Taylor felt Brody press up against her from behind. His arms hooked around Veris’ neck. “Me and Taylor what?”
“Seduced me across time,” Veris replied. “And saved my life while you were at it.” He kissed them both. “I want to try something. I’ve always wanted to make love to you both in that little cottage high up on the side of the Welsh mountains, the one we used when the War of the Roses was at its peak, remember, Brody? We hid out for five years or so, waiting for the turmoil to die down.”
“There actually were roses all over it in summer and rose hips in spring.”

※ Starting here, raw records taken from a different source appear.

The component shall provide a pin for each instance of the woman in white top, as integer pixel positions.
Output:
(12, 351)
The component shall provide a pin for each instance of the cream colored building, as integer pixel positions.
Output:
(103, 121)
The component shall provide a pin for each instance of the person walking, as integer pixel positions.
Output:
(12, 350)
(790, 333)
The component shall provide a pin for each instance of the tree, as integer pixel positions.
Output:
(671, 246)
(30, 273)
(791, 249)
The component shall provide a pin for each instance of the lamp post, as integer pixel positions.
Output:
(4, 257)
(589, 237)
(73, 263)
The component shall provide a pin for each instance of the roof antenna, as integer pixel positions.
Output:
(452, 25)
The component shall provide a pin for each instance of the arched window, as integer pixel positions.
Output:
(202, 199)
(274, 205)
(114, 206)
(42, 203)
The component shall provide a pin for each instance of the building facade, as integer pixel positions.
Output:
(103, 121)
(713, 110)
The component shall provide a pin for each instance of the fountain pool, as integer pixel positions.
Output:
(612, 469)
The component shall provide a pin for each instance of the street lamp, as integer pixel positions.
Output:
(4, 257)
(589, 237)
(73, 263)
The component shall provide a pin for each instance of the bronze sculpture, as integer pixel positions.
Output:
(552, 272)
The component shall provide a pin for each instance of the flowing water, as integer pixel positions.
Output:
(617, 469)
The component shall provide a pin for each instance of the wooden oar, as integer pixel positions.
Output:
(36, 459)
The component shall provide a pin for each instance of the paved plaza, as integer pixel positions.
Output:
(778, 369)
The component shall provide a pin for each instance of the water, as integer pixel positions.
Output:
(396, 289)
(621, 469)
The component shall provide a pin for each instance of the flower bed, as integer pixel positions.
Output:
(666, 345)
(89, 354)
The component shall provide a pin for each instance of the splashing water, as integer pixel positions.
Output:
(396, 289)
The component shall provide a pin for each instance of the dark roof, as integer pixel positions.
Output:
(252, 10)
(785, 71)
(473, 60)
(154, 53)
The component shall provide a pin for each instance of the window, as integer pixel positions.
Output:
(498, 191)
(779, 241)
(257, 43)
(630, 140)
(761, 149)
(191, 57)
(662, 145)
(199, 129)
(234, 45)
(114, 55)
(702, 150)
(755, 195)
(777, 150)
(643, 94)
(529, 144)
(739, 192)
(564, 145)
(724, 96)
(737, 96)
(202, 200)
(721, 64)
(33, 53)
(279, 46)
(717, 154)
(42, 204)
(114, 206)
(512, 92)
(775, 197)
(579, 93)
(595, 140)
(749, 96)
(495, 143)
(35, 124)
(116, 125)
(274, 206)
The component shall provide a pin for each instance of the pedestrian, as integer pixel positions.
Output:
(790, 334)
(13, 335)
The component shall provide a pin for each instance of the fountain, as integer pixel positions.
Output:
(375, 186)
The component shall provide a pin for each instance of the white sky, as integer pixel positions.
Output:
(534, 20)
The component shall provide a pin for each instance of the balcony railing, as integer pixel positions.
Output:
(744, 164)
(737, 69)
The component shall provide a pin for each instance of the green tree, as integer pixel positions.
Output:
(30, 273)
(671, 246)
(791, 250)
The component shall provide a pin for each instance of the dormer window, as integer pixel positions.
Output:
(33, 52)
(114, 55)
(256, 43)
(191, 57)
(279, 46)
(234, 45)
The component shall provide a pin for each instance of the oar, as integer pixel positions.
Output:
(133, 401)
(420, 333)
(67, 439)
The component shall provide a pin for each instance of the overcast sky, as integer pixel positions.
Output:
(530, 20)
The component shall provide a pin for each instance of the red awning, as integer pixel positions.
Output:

“Keep it in mind, Brody,” Veris said. “Summer, roses, heat, the inside of the cottage.” He lifted Taylor’s chin again. “You get to take us there. If I’m right, we’re the direction, you’re the power. You get to come and go.”
“How?”
“Close your eyes and decide to jump. And we jump. Stay in physical contact with her, Brody.”
Taylor closed her eyes.
* * * * *
AND OPENED THEM WHEN THE air changed and the sound of doves cooing alerted her.
“No…” she breathed fearfully, looking around the small dry stone structure. There was a rough, hand-hewn, pergola-like lean-to outside the window, covered with roses that provided shade against a beautiful, summer-blue sky. Jagged mountains painted the backdrop.
“I’m not wearing a red shirt,” Brody said.
“Then you’ll live long and prosper,” Veris replied.
Taylor was grabbed and turned. Brody laughed and kissed her. “You bloody well did it!”
Veris swept her off her feet, his arm under her back and her knees. She was wearing some sort of simple kirtle and chemise and her hair was loose. “Exactly where I wanted you,” he muttered. He laid her on the built-in bed, with its pushed-back shutters and shed his clothing as she lay there and watched.
Brody came up behind Veris, brushed past and settled next to Taylor. He undressed her, then himself. “If we really can control the jumps…” he began.
“Not now,” Veris said firmly. “We’ll discuss it later. For now we talk of nothing but love and frailty and all that yucky emotional stuff that makes us more human.” He picked up Taylor’s hand, curled it around his hard, erect cock and gave a shuddering gasp at her touch. “I’m ready.”
Brody groaned as Taylor gripped him, too. “Always,” he added.